De Nederlandse regering heeft een hogere discontovoet consequent afgewezen, maar deze richtlijn biedt indirect dus toch de mogelijkheid om te kiezen voor een hogere discontovoet. De Nederlandse Bank (DNB) heeft in de richtlijn expliciet niet de mogelijkheid om een collectieve waardeoverdracht te weigeren vanwege onvoldoende toezicht in een ander land, dan wel een te hoge discontovoet.

Het bovenstaande is op punten een versimpeling omdat sommige toezichthouders toch gedwongen zullen worden rekening te houden met de Nederlandse discontovoet vanwege de verplichting tot het meewerken aan een waardeoverdracht. Desalniettemin geldt deze verplichting niet voor ingegane pensioenen en veel slapersrechten. Die kunnen dus veel lager gewaardeerd worden. Kan de regering dit bevestigen?

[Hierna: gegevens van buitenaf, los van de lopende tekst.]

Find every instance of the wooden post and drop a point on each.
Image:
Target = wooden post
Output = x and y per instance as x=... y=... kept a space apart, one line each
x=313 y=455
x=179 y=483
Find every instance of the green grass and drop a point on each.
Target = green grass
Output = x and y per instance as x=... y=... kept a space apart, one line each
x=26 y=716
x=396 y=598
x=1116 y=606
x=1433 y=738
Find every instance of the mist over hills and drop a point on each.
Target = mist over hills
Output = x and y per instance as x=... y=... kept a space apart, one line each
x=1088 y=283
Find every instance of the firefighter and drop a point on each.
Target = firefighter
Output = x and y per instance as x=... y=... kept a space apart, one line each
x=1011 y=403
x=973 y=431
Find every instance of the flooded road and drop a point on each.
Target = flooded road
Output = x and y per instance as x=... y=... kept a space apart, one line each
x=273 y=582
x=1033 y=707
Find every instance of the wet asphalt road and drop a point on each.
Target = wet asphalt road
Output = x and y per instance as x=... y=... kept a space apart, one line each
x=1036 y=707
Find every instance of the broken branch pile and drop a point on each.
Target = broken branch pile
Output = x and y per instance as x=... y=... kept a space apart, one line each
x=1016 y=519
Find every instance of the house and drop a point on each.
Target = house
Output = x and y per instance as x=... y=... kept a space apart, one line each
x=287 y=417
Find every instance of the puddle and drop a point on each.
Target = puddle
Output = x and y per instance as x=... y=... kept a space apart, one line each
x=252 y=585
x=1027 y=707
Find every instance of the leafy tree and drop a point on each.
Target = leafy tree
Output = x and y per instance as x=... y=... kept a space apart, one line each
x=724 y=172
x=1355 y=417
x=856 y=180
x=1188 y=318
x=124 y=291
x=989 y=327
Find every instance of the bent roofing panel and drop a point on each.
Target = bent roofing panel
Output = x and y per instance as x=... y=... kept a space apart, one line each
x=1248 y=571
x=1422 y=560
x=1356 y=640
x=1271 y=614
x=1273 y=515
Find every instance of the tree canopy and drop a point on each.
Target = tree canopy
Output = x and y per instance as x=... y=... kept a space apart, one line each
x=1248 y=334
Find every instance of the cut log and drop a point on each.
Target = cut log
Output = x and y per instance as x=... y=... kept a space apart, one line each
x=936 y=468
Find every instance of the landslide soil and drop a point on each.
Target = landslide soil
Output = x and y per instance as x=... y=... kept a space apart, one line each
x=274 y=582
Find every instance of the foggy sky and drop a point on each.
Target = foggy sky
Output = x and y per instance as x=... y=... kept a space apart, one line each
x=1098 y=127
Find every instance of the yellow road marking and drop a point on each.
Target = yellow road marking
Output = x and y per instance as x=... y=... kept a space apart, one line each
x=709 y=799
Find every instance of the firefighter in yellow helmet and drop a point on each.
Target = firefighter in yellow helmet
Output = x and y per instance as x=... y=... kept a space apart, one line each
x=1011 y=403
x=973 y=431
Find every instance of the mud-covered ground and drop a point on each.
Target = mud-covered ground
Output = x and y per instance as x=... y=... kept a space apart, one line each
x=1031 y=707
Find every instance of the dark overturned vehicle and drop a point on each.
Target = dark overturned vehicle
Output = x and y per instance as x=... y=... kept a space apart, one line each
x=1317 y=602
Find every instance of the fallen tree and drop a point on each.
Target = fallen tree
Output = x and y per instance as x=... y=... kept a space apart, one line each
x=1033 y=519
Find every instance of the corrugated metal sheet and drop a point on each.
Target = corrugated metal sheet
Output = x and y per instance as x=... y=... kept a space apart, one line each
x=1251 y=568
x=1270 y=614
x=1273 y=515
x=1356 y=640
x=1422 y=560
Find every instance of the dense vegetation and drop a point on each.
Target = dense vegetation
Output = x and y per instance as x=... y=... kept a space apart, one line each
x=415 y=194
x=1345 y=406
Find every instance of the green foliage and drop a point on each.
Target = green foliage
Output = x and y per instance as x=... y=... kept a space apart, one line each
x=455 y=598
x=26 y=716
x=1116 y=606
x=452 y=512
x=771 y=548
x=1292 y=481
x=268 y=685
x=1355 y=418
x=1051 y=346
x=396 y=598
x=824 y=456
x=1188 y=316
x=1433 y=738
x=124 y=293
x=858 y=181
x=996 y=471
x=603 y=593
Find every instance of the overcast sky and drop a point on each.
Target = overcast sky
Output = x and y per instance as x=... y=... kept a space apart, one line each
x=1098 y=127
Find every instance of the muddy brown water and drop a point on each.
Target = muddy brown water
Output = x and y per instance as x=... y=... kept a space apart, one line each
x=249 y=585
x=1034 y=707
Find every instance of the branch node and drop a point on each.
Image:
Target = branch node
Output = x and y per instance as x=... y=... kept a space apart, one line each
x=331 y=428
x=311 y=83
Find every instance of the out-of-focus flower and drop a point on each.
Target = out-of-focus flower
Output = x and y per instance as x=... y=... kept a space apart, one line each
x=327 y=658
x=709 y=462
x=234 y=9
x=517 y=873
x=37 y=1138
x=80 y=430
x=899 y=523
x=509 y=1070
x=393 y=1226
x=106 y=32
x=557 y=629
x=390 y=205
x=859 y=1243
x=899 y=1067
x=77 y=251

De leden van de CDA-fractie hebben daarom de volgende vraag, die in de nota naar aanleiding van het verslag niet duidelijk beantwoord is. Krijgen de deelnemer in het pensioenfonds in Spanje met een belofte van 100 euro en de deelnemer met een belofte van 100 euro in Nederland nu hetzelfde pensioenoverzicht? Krijgen zij beiden te zien dat hun verwachte pensioen 100 euro is? Op basis waarvan zal het positieve en het negatieve scenario berekend worden? Graag ontvangen de leden van de CDA-fractie hierop een duidelijk antwoord en een realistische vergelijking.

Ook vernemen deze leden graag het antwoord op de vraag of bij een collectieve waardeoverdracht het overschot (door de hogere rekenrente) terug kan vloeien naar bijvoorbeeld de werkgever. Hoe moet een pensioenfonds splitsen als er wel collectieve waardeoverdracht gepleegd wordt maar een aantal deelnemers bezwaar maken? Mogen de gewezen deelnemers en de gepensioneerden ook individueel bezwaar maken zodat hun rechten in Nederland blijven?

Tot slot willen de leden van de CDA-fractie wijzen op het volgende. Deze leden krijgen signalen dat er een pensioenfonds is dat deelnemers probeert over te halen in te stemmen met een collectieve waardeoverdracht naar België door indexatie in het vooruitzicht te stellen. Is dit de regering bekend en wat vindt zij hiervan? Deze leden vragen de regering tevens wat de gevolgen zijn voor de bijstortverplichting voor de werkgever van de overdracht van een pensioenfonds naar België. Is er bij een collectieve overdracht naar België voor 1 januari 2019 een verplichting voor het fonds om de deelnemers te raadplegen?